I thank the noble Baronesses for their questions and statements. I join them in acknowledging the heroic efforts of our emergency response teams and volunteers. That has been an extraordinary endeavour and, in many respects, a success story in terms of the sheer number of people who have stepped up. I of course agree that recent events are yet another wake-up call in relation to climate change. We are seeing records broken, not just in this country but around the world. I sometimes wonder how many wake-up calls we need before we globally agree and accept the responsibility that falls on this generation.
The noble Baroness, Lady Jones, referred to the Government’s target to achieve net-zero emissions by 2050. I would love us to achieve net zero sooner; I do not think anyone would disagree. But we must be realistic when we set policy and even the Committee on Climate Change has been clear that there is no path to net zero that does not involve a major commitment on tree planting. However, trees do not tend to be able to absorb significant amounts of carbon until they are about 15 years old. If nature-based solutions are to form part of our endeavour to meet net zero, there is no way we can meet that target by 2030. When we legislated, we were the only serious industrialised country to make such a commitment in law and I am proud of that. We are in many respects world leaders in tackling climate change at home and contributing against it abroad.
The question of building on flood plains has been raised numerous times in the debate and will no doubt continue to be raised. It is a legitimate point: we should not build in areas where homes are at risk of floods if there are alternatives. As was pointed out by my noble friend Lady Bloomfield in her answer to an earlier question, I am standing at a Dispatch Box on a flood plain right now—London is largely constructed on a flood plain. It is not possible or realistic simply to have a blanket ban. Equally, we should absolutely ensure that homes are not built in areas that put residents at risk and, where there are no alternatives, that such homes are built to be resilient—with raised floor levels and so on.
We have been asked about the review of the insurance scheme, Flood Re. It is correct that it does not currently extend to businesses. However, there is a review, as the noble Baroness, Lady Pinnock, knows, and part of that will look at what answers will need to be provided by government in relation to businesses. I should say that a number of specific mechanisms have been available to local authorities to help businesses following the 2015 floods, such as business rate relief and a broader package, none of which would leave a local authority out of pocket. It is not enough, and there is no taking away from the fact that the lives of people, as well as homes and businesses, affected by floods are turned upside down. There is nothing that any Government can do to make that not the case. However, the Government are reviewing the issue and Flood Re may well be extended beyond its current scope, depending on the evidence that is returned.

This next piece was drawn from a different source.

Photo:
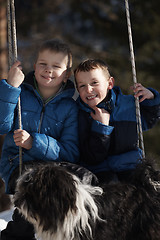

I hope that I have covered all the points raised but one final issue relates to working with nature as a means of trying to prevent an increase in this problem in the years to come. That is very much part of our strategy and there is no doubt that if we want to prevent the ever-increasing ferocity of floods, we will need somehow to increase the absorbability of land and slow the flow of water across its surface. We know that planting trees massively increases that absorbability and that, when we restore peat lands, the same effect is true. The noble Baroness, Lady Pinnock, mentioned beavers. I am a huge fan of the beaver experiment that is unfolding across this country. There is no doubt that where beavers form colonies their activities, not least building dams, enable that particular catchment to hold much more water than it otherwise would. There is some quite strong evidence that where beavers form a colony it reduces the impact of flooding.
As a Government, we are doing a number of things that will ensure that we increasingly put the emphasis on nature-based solutions, not least the new land use subsidy system that we will introduce to replace the common agricultural policy. Instead of paying landowners more or less simply for owning farmable land, we will ensure that those payments are entirely conditional upon the provision of some kind of public good, whether that is flood prevention, biodiversity support or access for people in cities. Equally, we have committed to establish a nature for climate fund worth £640 million. Much of that will be spent to ensure that we deliver on our manifesto commitment to plant trees on 30,000 hectares per year, but it also includes money for restoring our valuable peat lands across the country, among other things.
There is an enormous amount of work to do but, from the commitments that this Government have already made, which I hope we will continue to build on over the coming months in this hugely important year—the super year for nature—it is clear that the Government have taken these issues extraordinarily seriously and are responding to the challenge as they should.